Des technologies novatrices se déploient pour lutter contre le dioxyde de carbone, mais des incertitudes demeurent quant à leur efficacité à réparer les dégâts irréversibles causés par le changement climatique. Les experts soulignent l’urgence d’agir immédiatement plutôt que de se fier à de futures solutions, mettant en lumière les défis toujours plus pressants de l’environnement.
Les entreprises technologiques explorent des outils de pointe pour éliminer le dioxyde de carbone de l’atmosphère, dans l’espoir d’inverser les changements climatiques. Cependant, une récente enquête soulève des doutes quant à l’efficacité de refroidir la planète une fois que les seuils critiques de température sont dépassés, et si cela peut atténuer totalement les dommages climatiques.

Certains dommages sont irréversibles !
Cette étude souligne que de nombreux dommages causés par le changement climatique, tels que la montée du niveau de la mer et le déplacement dû à des conditions météorologiques extrêmes, sont irréversibles.
Ce constat rend d’autant plus pressant pour les gouvernements et les industries de réduire immédiatement les émissions de combustibles fossiles, plutôt que de compter sur des technologies futures de capture du carbone. Comme l’explique Carl-Friedrich Schleussner, l’auteur principal de l’étude, « chaque degré de réchauffement a des conséquences irréversibles ».
Plusieurs startups travaillent sur des solutions pour capturer les émissions de carbone de l’air ou des océans, ou pour piéger le CO2 dans des matériaux comme le béton. Cependant, la scalabilité de ces technologies reste à prouver.
Des géants technologiques comme Microsoft et Google, qui se sont engagés à atteindre des émissions nettes nulles, figurent parmi les plus grands soutiens de projets de capture de carbone. Pourtant, les empreintes carbone de ces entreprises ont augmenté, en grande partie à cause de l’expansion de centres de données très énergivores pour le développement de l’intelligence artificielle.

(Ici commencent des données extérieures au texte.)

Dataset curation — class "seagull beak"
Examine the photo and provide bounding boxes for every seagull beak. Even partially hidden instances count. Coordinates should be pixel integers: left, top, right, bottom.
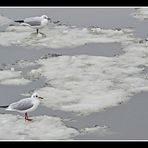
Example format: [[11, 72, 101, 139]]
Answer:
[[38, 97, 44, 99]]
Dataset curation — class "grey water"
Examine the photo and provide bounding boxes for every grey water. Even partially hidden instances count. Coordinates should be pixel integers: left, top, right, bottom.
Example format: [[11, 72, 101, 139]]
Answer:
[[0, 8, 148, 140]]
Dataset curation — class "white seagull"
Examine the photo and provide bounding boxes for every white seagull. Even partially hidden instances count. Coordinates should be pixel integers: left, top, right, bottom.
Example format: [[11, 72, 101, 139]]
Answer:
[[14, 15, 51, 34], [0, 93, 43, 121]]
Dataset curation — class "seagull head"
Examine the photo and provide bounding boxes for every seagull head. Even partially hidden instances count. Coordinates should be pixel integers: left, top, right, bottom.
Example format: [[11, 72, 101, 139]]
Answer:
[[41, 15, 51, 21], [31, 93, 44, 99]]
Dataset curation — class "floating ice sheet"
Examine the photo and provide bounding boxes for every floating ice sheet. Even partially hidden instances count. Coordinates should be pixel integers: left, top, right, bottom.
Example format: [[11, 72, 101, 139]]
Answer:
[[0, 114, 79, 140], [132, 8, 148, 21], [0, 15, 13, 26], [0, 22, 135, 48], [0, 114, 108, 140], [26, 44, 148, 115], [0, 70, 31, 85]]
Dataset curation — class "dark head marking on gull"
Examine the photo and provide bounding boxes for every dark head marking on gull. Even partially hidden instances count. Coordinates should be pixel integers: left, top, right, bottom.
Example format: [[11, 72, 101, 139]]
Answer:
[[0, 93, 43, 121]]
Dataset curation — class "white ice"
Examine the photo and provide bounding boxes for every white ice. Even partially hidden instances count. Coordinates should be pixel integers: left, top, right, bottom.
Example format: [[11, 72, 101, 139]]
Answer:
[[0, 70, 31, 85], [0, 114, 108, 140], [132, 7, 148, 21], [26, 44, 148, 115], [0, 114, 79, 140], [0, 15, 13, 26], [0, 21, 135, 48]]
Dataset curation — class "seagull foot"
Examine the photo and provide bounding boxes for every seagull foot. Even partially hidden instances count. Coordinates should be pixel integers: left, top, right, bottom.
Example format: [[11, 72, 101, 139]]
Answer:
[[25, 119, 32, 121]]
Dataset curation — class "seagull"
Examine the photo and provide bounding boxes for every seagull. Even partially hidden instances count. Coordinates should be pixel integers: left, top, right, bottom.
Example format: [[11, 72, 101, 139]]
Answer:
[[0, 93, 43, 121], [14, 15, 51, 34]]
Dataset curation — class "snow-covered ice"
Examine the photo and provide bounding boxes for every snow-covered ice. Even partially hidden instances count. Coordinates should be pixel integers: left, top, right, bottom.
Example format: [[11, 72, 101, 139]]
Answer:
[[132, 7, 148, 21], [0, 19, 135, 48], [0, 114, 79, 140], [0, 114, 108, 140], [0, 69, 31, 85], [28, 44, 148, 115]]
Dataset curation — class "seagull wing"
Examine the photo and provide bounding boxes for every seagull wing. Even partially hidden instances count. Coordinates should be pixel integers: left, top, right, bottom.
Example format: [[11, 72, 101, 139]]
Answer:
[[11, 98, 34, 111], [24, 17, 42, 26]]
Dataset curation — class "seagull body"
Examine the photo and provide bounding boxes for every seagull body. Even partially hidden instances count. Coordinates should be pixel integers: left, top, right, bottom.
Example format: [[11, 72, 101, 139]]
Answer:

Bien que les techniques de capture du carbone puissent contribuer à ralentir le changement climatique en combattant la pollution historique, elles ne remplacent pas une réduction directe des émissions. Les scientifiques soulignent que le recours à ces technologies pourrait retarder la nécessaire transition vers des sources d’énergie plus propres.
L’Accord de Paris sur le climat exige que les émissions mondiales atteignent zéro d’ici 2050 pour maintenir le réchauffement climatique en dessous de 1,5 °C. Cependant, avec des températures mondiales déjà supérieures à 1,2 °C, nous nous rapprochons rapidement de cette limite, et les conséquences deviennent de plus en plus évidentes avec l’augmentation de la fréquence des catastrophes liées au climat.
Certains partisans de la capture du carbone espèrent qu’elle pourrait inverser le réchauffement si nous dépassons l’objectif de 1,5 °C, mais des recherches récentes mettent en garde que les dommages ne disparaîtront pas simplement.
Par exemple, la fonte des glaciers continuera d’élever le niveau de la mer pendant des siècles, déplaçant des communautés côtières. De plus, il n’est pas clair comment les climats régionaux réagiront même si les températures mondiales sont réduites.

Et les plus pauvres sont les plus touchés par les changements climatiques…
La destruction causée par des ouragans récents tels que Helene et Milton souligne l’urgence d’une action immédiate. Les coûts humains et économiques des phénomènes météorologiques extrêmes ne feront qu’augmenter si les émissions ne sont pas réduites. Les délais dans la lutte contre le changement climatique soulèvent également des préoccupations éthiques, car les pays les plus pauvres sont souvent les plus touchés par ses effets.
De plus, les modèles climatiques peuvent sous-estimer le réchauffement qui pourrait se produire. Le « budget » de carbone que nous croyons suffisant pour éviter de dépasser 1,5 °C pourrait ne pas être adéquat, nécessitant potentiellement une capture de carbone encore plus importante que prévu.
Cependant, augmenter l’échelle aux niveaux nécessaires peut s’avérer impraticable. Les installations existantes ne parviennent à capturer qu’une petite fraction du CO2 nécessaire, et ce, à un coût très élevé.
Nous ne pouvons pas gaspiller la capture de dioxyde de carbone pour compenser des émissions que nous avons la capacité d’éviter. La priorité doit être de réduire les émissions maintenant, plutôt que de parier sur des solutions futures pour réparer les dommages.
Met en garde Gaurav Ganti, co-auteur de l’étude.